With his approval ratings down from once-lofty levels and Tuesday's Democratic election losses raising questions about his political clout, Obama held no special ceremony to mark the anniversary of his election as America's first black president.
He instead traveled to Wisconsin to appear before a friendly audience in a school gymnasium and promote education as a pillar of his economic recovery efforts.
Obama was elected on a promise of sweeping change after eight years under Bush, but many Americans are increasingly expressing impatience that his pledge has yet to bear fruit.
He used the preamble of his speech to insist his administration had indeed had important successes and also to remind Americans of the litany of daunting challenges he inherited when he took office in January.
"One year ago, Americans all across this country went to the polls and cast ballots for the future they wanted to see," Obama said.
But he said his administration was also confronted with a "financial crisis that threatened to plunge our economy into a Great Depression, the worst that we've seen in generations."
"We had record deficits, two wars, frayed alliances around the world," Obama added.
He said his administration had acted swiftly to save the economy from "imminent collapse."

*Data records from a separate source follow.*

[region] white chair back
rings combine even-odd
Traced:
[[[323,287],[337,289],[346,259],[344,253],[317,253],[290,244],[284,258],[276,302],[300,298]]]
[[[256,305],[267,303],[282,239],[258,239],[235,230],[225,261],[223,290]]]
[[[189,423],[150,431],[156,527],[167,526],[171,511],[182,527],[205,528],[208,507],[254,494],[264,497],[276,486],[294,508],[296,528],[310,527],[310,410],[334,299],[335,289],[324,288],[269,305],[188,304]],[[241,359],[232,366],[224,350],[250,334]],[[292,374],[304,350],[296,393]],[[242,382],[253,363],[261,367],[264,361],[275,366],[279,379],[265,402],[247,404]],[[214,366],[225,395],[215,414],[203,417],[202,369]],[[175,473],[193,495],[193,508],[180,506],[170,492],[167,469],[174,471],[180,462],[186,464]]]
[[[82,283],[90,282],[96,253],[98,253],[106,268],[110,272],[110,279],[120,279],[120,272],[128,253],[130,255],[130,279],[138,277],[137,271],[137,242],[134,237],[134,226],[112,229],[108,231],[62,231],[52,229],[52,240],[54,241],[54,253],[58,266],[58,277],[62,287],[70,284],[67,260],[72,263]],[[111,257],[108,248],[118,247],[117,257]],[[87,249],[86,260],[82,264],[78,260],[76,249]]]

"While we still have a long way to go, we have made meaningful progress toward achieving that goal," he said.
Nine months into his term, Obama's Republican critics have accused him of overplaying the "blame card" against Bush, a Republican who left office with one of the lowest poll ratings of any modern president.
Obama has seen his own approval numbers fall to the 50 percent range from above 70 percent as he struggles to push through a healthcare overhaul, reverse massive job losses and decide whether to send more troops to an increasingly unpopular war in Afghanistan.
He took another hit to his political standing on Tuesday when voters elected Republicans in state governors' races in Virginia and New Jersey despite his personal campaigning for the Democratic candidates. The White House denied the election losses were in any way a referendum on the president.